You will find details of our environmental matters in the Environmental Matters section of the Notes to Consolidated Financial Statements beginning on page 13 and in our 2002 Annual Report on Form 10-K in Item 1. BusinessEnvironmental Matters. These details include financial information. Some of the information is about costs that may be material.
Accounting Standards Issued and Adopted
We discuss recently issued and adopted accounting standards in the Accounting Standards Issued and Accounting Standards Adopted sections of the Notes to Consolidated Financial Statements beginning on page 16.
Item 4. Controls and Procedures
A control system, no matter how well conceived and operated, can provide only reasonable, not absolute, assurance that the objectives of the control system are met. Because of the inherent limitations in all control systems, no evaluation of controls can provide absolute assurance that all control issues and instances of fraud, if any, within Constellation Energy or BGE have been detected. These inherent limitations include the realities that judgments in decision-making can be faulty, and that breakdowns can occur because of simple error or mistake. Additionally, controls can be circumvented by the individual acts of some persons or by collusion of two or more people.

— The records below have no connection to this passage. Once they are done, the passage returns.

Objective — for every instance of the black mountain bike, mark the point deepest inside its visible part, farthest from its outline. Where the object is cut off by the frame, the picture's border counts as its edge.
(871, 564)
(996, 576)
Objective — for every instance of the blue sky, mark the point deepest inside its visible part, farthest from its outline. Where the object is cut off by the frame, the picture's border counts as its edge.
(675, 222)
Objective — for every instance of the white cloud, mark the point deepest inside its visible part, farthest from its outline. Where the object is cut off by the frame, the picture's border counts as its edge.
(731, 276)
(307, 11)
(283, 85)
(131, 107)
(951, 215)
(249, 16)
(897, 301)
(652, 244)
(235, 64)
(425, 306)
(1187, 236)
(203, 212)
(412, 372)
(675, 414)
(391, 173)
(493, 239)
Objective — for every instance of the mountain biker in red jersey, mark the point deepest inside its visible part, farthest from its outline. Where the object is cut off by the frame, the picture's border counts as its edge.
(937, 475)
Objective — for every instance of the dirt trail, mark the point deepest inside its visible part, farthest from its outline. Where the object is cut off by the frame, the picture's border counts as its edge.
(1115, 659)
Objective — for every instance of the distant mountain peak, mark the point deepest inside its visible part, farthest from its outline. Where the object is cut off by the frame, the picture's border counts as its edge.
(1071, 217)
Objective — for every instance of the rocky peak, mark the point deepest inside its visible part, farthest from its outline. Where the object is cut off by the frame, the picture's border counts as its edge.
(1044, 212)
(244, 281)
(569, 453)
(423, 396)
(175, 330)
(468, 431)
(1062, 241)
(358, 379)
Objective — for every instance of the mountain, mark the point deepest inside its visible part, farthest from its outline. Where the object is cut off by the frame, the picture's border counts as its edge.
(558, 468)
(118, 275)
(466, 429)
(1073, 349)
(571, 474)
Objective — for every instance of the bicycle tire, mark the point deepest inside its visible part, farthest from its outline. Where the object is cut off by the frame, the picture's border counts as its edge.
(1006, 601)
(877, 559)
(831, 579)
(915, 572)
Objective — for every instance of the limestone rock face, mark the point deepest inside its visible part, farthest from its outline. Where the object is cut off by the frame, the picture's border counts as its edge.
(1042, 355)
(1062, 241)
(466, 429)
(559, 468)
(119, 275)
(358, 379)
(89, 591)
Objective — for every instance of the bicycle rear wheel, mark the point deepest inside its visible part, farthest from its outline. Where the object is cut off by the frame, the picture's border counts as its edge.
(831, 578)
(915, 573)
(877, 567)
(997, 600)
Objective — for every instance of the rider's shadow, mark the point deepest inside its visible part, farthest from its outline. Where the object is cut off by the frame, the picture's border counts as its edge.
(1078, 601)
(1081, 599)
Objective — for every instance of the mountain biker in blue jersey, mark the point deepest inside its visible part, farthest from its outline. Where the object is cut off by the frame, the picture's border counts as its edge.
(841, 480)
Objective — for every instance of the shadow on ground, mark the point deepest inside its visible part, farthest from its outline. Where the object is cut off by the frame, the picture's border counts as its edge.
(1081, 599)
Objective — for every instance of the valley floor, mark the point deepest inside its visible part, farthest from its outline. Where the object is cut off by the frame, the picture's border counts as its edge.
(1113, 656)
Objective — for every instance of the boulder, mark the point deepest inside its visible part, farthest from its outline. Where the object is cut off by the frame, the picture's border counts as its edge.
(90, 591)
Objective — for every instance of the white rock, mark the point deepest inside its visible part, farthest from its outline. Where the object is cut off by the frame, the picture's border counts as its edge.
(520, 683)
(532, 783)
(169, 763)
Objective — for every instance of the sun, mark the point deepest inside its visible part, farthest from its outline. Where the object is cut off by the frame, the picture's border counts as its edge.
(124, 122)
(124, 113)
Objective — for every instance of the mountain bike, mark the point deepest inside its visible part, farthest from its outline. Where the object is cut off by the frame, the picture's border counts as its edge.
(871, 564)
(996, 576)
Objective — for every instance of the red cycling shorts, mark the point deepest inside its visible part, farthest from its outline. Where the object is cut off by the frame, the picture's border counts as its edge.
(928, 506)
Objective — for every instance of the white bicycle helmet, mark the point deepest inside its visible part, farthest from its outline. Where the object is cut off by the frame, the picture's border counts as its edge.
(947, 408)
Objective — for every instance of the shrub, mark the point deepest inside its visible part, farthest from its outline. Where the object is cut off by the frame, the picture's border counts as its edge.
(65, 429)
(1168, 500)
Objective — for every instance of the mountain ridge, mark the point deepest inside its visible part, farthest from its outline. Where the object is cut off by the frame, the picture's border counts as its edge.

The design of any system of controls also is based in part upon certain assumptions about the likelihood of future events, and there can be no absolute assurance that any design will succeed in achieving its stated goals under all potential future conditions; over time, controls may become inadequate because of changes in conditions, or the degree of compliance with the policies or procedures may deteriorate. Because of the inherent limitations in a cost-effective control system, misstatements due to error or fraud may occur and not be detected.
As noted herein, we identified an error in the reporting of certain revenues and expenses in the quarter ended March 31, 2003. This error occurred in spite of the existence of effective controls due to an unusual set of circumstances, including a significant operational change in the New England market's design coupled with the implementation of the significant accounting change mandated by EITF 02-3. As a result, large increases in revenues and expenses anticipated from the change in accounting delayed detection of the error. Ultimately, our internal controls detected this error. Nonetheless, we have enhanced certain processes in response to this error.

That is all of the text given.